In doing so, Trump is putting Europe’s security at growing risk. If Trump can turn on invaluable and longstanding allies, neighbors, and friends like he has on Canada and Mexico, he could refuse to honor NATO’s Article 5 security guarantee should Russia seek to reclaim parts of once Soviet-occupied Europe by military force.

What happens in Ukraine concerns all of Europe. On the eve of Neville Chamberlain’s shocking betrayal of Czechoslovakia, Winston Churchill warned on September 21, 1938:

The neutralization of Czechoslovakia alone means the liberation of 25 German divisions to threaten the Western Front.
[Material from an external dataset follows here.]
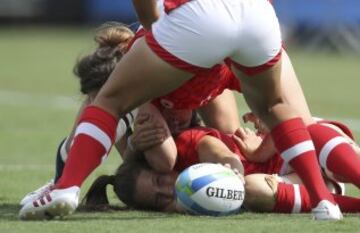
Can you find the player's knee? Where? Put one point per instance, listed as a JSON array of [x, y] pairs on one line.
[[260, 192]]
The path to the Black Sea will be laid wide open to triumphant Nazism.

Acceptance of Herr Hitler’s terms involves the prostration of Europe before the Nazi power, of which the fullest advantage will certainly be taken. The menace, therefore, is not to Czechoslovakia, but to the cause of freedom and democracy in every country.

The idea that safety can be purchased by throwing a small State to the wolves is a fatal delusion.

The echoes of history stir as Russian fascism rises, threatening to redraw the map by force. Imagine Ukraine, once a proud defender of its sovereignty, brought to its knees—neutralized—not with a sudden blow, but through relentless pressure by a Trump-led U.S. and the calculated aggression of Vladimir Putin’s Russia. With Ukraine subdued, Russia would gain the breathing space it needs, quietly rebuilding its military might and replenishing its arsenal.

And then, Russia could strike at a moment of its own choosing. The Suwalki Gap—a narrow, strategic corridor between Poland and Lithuania—could become the gateway for Russian forces to pour into the vulnerable Baltic states. During the Russian invasion, the world would look to the United States for leadership. But under a Trump Administration, that assurance might no longer be there. The question would hang heavy in the air: Would America stand by its allies, or leave Europe to face the storm alone?

Trump’s early actions and words are not encouraging. Europe should rapidly prepare for a future where the United States is, at best, indifferent to Europe’s fate, or at worst, openly hostile to Europe. A time for choosing is approaching.